This bowl is painted with four armorial-style shields containing a hydra with the heads of two humans and five fabulous beasts. The shields have streamers with the Latin maxim, ‘Septenti nihil novum’ (sic) [To the wise man nothing is new]. The remaining decorative motifs are Chinese.
The exact source of this Western design has not yet been traced. The motif has been compared to a similar hydra in a printed illustration in Camillo Camilli’s “Impresse Illustri” (Venice, 1586) and to another hydra on the stone façade of the cathedral of St. Paul, Macau carved 1620–27. However, neither of these hydras is contained within a shield nor do they have the Latin motto.
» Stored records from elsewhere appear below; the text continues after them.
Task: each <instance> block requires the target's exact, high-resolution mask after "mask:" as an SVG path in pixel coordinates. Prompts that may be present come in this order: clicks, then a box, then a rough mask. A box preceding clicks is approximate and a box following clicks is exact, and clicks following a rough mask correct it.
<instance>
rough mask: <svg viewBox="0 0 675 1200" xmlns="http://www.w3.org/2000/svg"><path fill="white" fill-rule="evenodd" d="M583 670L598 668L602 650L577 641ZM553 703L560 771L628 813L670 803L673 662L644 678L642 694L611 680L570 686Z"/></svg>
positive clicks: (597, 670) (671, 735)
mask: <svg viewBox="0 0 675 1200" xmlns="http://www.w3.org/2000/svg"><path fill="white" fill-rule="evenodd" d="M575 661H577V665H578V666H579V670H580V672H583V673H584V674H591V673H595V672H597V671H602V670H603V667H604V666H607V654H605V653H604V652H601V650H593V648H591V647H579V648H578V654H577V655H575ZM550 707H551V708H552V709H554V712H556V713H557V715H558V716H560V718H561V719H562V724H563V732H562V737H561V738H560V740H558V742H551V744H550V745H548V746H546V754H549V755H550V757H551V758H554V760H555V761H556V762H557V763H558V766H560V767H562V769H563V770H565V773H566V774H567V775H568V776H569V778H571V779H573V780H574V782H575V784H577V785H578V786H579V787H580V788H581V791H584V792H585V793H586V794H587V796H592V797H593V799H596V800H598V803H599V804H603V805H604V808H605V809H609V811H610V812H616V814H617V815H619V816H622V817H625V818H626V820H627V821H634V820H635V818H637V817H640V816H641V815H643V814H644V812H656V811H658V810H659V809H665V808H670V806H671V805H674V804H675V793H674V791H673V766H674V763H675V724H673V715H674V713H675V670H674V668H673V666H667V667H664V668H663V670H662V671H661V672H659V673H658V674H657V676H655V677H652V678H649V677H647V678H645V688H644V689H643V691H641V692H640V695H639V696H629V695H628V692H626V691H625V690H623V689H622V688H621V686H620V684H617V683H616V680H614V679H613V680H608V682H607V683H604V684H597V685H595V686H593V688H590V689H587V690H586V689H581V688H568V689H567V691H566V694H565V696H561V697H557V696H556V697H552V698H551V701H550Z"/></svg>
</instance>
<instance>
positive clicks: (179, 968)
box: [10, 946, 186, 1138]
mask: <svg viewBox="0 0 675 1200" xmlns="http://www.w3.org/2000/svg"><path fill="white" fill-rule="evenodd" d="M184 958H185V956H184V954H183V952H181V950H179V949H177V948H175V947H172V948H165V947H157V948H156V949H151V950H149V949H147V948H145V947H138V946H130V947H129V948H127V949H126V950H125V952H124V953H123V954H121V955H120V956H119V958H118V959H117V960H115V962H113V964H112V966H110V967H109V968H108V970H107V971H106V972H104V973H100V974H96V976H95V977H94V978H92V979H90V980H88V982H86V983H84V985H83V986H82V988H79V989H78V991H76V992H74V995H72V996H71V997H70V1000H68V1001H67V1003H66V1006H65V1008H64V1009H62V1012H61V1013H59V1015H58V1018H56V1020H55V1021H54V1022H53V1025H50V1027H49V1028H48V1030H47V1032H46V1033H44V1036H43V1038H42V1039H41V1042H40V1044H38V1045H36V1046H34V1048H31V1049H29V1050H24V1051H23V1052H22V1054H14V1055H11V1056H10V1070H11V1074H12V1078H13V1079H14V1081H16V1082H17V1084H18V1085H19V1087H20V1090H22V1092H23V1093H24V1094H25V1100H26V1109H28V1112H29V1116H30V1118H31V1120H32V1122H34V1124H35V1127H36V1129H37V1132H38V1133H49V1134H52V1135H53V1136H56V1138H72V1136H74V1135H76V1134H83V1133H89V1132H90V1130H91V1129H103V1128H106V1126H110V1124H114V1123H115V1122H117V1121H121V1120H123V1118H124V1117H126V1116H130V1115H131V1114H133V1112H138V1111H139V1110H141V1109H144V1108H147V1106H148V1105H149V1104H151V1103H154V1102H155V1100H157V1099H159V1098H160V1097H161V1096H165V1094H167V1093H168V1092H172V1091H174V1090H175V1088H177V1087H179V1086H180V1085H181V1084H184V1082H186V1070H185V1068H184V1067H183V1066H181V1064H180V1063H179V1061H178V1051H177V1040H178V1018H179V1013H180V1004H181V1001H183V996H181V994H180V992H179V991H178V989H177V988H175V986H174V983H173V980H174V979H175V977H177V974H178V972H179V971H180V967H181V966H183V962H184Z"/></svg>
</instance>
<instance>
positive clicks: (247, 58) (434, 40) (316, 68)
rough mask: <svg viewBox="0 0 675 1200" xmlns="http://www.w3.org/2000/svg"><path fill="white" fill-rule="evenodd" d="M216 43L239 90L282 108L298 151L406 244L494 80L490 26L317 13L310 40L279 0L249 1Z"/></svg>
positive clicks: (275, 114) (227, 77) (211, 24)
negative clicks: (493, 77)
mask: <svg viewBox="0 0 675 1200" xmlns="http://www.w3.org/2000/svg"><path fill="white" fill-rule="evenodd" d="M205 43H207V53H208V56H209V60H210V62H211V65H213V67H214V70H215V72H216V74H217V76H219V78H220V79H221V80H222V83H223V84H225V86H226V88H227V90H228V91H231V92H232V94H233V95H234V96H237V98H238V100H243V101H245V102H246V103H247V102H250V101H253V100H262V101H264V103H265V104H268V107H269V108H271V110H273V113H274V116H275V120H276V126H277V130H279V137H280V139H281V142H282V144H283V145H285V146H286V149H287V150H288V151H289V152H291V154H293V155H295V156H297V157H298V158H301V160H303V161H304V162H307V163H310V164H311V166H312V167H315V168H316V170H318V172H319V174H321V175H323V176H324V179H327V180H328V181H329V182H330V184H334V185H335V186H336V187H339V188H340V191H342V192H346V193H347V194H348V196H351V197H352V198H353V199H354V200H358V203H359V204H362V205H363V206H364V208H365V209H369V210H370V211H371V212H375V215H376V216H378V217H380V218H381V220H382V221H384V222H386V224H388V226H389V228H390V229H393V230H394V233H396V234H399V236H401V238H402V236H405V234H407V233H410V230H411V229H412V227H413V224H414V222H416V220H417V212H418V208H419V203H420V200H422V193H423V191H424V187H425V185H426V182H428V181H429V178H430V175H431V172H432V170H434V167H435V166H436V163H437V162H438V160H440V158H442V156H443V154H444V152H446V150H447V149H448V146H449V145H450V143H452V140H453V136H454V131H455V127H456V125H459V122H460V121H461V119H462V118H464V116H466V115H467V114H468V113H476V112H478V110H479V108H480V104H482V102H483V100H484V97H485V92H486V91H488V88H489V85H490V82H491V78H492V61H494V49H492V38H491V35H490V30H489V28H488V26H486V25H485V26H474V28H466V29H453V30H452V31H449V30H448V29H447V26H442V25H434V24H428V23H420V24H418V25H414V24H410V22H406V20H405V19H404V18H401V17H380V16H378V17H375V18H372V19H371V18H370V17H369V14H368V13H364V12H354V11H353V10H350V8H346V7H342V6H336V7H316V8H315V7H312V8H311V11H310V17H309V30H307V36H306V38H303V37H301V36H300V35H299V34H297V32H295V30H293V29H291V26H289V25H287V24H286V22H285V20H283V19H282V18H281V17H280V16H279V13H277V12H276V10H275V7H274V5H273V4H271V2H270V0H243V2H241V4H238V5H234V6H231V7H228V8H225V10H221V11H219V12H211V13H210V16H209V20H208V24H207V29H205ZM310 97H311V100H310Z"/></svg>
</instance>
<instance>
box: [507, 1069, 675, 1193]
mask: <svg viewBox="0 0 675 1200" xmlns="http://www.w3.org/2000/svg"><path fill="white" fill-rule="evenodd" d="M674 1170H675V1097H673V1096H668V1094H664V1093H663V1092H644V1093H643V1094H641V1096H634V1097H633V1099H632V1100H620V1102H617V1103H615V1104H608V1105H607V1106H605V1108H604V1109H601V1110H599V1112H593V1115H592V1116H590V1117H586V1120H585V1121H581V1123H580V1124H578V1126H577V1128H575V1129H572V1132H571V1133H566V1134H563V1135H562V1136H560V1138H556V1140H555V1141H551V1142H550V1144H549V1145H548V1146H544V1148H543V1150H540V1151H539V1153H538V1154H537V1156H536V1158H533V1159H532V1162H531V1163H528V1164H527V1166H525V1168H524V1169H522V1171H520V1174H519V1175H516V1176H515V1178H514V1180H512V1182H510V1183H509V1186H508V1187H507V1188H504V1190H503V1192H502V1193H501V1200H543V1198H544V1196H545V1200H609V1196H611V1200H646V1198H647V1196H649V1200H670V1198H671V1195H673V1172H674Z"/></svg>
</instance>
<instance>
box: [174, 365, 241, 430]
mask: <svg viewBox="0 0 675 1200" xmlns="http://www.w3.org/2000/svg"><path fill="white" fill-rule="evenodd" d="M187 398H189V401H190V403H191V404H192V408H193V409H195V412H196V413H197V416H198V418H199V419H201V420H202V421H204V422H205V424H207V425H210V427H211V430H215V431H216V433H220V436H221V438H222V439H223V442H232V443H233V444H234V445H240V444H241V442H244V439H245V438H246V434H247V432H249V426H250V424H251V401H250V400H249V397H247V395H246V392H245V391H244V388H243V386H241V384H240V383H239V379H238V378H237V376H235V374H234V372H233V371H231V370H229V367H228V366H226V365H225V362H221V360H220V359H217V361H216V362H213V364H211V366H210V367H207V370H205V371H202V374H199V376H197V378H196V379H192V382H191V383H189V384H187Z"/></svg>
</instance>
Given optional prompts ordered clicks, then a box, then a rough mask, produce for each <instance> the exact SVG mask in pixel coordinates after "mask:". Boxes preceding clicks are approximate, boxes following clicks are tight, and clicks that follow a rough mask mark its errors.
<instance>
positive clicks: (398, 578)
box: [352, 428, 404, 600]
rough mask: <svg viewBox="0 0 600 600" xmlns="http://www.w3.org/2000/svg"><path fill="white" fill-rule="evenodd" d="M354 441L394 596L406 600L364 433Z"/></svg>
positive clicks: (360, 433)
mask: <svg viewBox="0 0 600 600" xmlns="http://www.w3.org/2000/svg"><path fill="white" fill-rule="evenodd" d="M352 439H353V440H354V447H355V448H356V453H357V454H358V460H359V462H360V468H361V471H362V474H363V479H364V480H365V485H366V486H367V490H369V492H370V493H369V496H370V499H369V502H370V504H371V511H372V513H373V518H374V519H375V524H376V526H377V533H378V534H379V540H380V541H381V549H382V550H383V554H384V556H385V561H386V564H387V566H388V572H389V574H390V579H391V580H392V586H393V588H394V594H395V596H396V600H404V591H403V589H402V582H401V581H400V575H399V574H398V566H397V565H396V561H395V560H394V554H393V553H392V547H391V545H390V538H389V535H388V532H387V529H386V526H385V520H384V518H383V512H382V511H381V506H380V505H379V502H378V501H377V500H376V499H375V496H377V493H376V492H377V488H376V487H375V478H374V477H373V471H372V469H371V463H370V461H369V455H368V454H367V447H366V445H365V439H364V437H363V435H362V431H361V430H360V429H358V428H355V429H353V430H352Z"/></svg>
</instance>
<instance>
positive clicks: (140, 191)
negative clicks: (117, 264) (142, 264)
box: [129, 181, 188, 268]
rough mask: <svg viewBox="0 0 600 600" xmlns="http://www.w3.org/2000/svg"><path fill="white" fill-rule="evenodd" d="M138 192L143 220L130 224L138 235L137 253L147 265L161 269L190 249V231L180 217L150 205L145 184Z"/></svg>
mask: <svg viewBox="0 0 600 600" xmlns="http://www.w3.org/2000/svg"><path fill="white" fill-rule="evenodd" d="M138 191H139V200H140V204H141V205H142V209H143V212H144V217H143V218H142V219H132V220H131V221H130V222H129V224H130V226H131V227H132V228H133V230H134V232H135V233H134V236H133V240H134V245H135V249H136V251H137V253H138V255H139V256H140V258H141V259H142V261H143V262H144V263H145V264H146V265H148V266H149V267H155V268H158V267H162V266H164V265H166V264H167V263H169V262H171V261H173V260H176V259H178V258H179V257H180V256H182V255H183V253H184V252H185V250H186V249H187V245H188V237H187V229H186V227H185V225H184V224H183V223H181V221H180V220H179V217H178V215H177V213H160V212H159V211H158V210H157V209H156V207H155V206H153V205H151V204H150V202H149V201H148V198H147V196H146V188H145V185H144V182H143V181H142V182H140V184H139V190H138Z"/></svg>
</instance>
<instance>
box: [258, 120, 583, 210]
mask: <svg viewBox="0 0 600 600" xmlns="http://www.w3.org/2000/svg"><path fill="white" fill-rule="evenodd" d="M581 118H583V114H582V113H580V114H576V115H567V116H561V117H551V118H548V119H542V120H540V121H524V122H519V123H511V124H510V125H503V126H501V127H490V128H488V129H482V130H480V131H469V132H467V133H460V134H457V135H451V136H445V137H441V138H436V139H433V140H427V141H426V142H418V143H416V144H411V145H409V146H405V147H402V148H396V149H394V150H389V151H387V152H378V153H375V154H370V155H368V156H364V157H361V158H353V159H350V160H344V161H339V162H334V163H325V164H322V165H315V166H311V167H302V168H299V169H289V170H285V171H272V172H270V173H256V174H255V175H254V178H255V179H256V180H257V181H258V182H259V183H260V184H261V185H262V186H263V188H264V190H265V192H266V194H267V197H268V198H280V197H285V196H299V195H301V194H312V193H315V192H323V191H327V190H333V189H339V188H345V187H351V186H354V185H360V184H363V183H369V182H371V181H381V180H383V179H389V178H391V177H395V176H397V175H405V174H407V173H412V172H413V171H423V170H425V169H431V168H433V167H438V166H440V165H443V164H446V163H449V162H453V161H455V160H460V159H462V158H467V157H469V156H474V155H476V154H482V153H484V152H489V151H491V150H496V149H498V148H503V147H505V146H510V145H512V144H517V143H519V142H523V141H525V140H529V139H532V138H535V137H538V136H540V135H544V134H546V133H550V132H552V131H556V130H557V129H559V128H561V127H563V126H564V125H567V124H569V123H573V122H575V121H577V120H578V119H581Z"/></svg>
This specific design appears in seventeenth-century Portugal, Holland, and Iran, suggesting that specially commissioned wares could also be sold more widely in the late Ming dynasty. A dish with the same motif forms part of a pyramid-shaped ceiling festooned with Ming porcelain in the Santos Palace, Lisbon, Portugal.
Among those pieces collected by Don Manuel I, King of Portugal (reigned 1495–1521) and his successors, it is the only piece of Chinese porcelain with a European motif and inscription.
An identical bowl is depicted in a somewhat later Dutch still-life oil-painting, by Willem Claesz Heda (1594–about 1681), dated 1638. An earthenware bowl closely imitating this piece, made in Iran in the second half of the 17th century, is in the V&A Museum.